Example CSV (single subject):

Timestamp,Glucose
2024-01-15 08:00:00,123
2024-01-15 08:05:00,121
2024-01-15 08:10:00,125

Example CSV (multiple subjects in one file):

Timestamp,Glucose,subject
2024-01-15 08:00:00,123,P001
2024-01-15 08:00:00,135,P002
2024-01-15 08:05:00,121,P001
2024-01-15 08:05:00,140,P002

Working with multiple subjects

If your data has multiple subjects in one file, use load_cgm_file and specify which column identifies each subject:

from glycosignal import io

df = io.load_cgm_file("all_subjects.csv", subject_col="ptid")

If each subject is in a separate CSV file inside a folder, use load_cgm_folder. It auto-derives a subject column from each filename:

df = io.load_cgm_folder("data/subjects/")
# Adds 'subject' and 'filename' columns automatically

When building sliding windows or feature maps from multi-subject data, use group_col to process each subject independently:

from glycosignal import windows, features

result = windows.create_sliding_windows(df, window_hours=24, group_col="subject")
X = features.build_feature_map(result.windows)
# X contains rows for all subjects, with a 'subject' column preserved

Unit conversion

GlycoSignal expects glucose in mg/dL. If your data is in mmol/L, convert first:

from glycosignal import preprocessing

df = preprocessing.convert_units(df, from_unit="mmol/L", to_unit="mg/dL")

Device-specific loaders

For Dexcom and FreeStyle Libre exports (which have non-standard headers), use the dedicated loaders:

df = io.load_dexcom("dexcom_export.csv")     # skips Dexcom header row
df = io.load_libre("libre_export.csv")       # skips Libre 2-row header

What you can do in 30 seconds

import glycosignal

df = glycosignal.load_csv("examples/sample_cgm.csv")  # included in repo
df = glycosignal.clean_cgm(df)

# One metric
print(glycosignal.mean_glucose(df))        # 128.4
print(glycosignal.time_in_range_percent(df, low=70, high=180))  # 81.2

# Full feature matrix (20+ features, one row per 24h window)
result = glycosignal.create_sliding_windows(df, window_hours=24)
X = glycosignal.build_feature_map(result.windows)
print(X.shape)  # (7, 23)

Core Workflows

A. Compute glycemic metrics

Every metric is a standalone function. Call them on any cleaned DataFrame or pass a pre-prepared object for efficiency.

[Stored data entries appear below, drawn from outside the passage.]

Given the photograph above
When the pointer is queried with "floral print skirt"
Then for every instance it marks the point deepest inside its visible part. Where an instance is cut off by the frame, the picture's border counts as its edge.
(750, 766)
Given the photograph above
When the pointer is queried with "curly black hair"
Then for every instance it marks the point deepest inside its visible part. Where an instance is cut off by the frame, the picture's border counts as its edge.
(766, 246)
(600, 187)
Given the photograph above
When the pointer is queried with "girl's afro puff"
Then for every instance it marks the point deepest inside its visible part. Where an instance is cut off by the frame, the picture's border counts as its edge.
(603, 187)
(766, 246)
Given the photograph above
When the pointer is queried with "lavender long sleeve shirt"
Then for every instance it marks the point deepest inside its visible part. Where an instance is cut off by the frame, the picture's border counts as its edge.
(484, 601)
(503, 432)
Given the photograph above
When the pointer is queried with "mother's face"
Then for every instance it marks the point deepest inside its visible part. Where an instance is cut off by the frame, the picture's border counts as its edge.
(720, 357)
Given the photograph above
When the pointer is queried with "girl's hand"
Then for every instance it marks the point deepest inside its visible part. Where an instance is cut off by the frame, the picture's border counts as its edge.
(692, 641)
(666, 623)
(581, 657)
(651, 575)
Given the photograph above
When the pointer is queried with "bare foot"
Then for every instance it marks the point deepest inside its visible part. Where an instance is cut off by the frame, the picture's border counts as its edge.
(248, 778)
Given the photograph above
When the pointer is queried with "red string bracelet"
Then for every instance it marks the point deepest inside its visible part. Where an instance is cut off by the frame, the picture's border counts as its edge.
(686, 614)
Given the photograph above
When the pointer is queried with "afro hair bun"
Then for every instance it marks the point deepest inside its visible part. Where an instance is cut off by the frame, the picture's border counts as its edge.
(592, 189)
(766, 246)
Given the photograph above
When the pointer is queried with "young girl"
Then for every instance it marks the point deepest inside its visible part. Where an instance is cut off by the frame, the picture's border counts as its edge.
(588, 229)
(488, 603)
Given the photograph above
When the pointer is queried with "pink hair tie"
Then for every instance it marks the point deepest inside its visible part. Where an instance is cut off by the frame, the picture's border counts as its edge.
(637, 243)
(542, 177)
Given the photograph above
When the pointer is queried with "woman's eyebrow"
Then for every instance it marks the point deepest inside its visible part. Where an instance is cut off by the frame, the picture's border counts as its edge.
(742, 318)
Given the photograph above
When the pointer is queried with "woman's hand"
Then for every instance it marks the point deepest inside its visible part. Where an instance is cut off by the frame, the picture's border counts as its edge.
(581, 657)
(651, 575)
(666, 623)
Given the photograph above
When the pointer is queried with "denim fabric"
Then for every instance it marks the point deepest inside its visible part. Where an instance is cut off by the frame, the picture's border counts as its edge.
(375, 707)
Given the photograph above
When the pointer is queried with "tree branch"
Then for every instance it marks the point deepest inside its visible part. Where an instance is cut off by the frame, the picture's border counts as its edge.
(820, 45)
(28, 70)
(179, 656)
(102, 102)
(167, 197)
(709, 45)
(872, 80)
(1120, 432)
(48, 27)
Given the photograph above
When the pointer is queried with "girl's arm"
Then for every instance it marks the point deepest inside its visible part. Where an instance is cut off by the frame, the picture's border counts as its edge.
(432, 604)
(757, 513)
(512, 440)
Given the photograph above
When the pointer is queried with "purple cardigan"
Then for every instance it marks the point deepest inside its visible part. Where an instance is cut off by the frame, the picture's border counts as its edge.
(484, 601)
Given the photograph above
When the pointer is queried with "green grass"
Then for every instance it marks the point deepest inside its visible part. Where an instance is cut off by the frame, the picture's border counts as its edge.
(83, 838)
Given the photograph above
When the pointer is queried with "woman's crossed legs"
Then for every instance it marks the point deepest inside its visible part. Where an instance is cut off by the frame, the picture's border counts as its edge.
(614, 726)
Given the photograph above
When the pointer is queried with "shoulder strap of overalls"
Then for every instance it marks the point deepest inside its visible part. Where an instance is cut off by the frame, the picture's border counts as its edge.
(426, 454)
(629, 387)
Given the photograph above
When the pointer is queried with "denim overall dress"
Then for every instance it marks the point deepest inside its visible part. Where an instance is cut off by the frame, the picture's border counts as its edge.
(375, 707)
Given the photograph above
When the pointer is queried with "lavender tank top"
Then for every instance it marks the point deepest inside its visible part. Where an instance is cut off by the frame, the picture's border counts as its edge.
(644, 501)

from glycosignal import metrics

metrics.mean_glucose(df)                           # 128.4
metrics.cv(df)                                     # 26.6 (%)
metrics.time_in_range_percent(df, low=70, high=180)  # 81.2
metrics.lbgi(df)                                   # 0.8
metrics.mage(df)                                   # 45.3
metrics.gri(df)                                    # 12.4

Group them when you need everything at once:

metrics.basic_stats(df)
# {'mean': 128.4, 'median': 126.0, 'min': 62.0, 'max': 248.0, 'q1': 102.0, 'q3': 155.0}

metrics.variability_metrics(df)
# {'sd': 34.2, 'cv': 26.6, 'j_index': 26.7, 'mage': 45.8}

metrics.risk_indices(df)
# {'lbgi': 0.8, 'hbgi': 3.2, 'adrr': 14.1, 'gri': 12.4}

metrics.summary_dict(df)   # all of the above combined

Performance tip: Call prepare() once when computing many features on the same data:

from glycosignal.schemas import prepare

p = prepare(df)
metrics.mean_glucose(p)
metrics.cv(p)
metrics.lbgi(p)

Callable metric functions

These are called directly from the metrics module and accept parameters. All accept a DataFrame or PreparedCGMData.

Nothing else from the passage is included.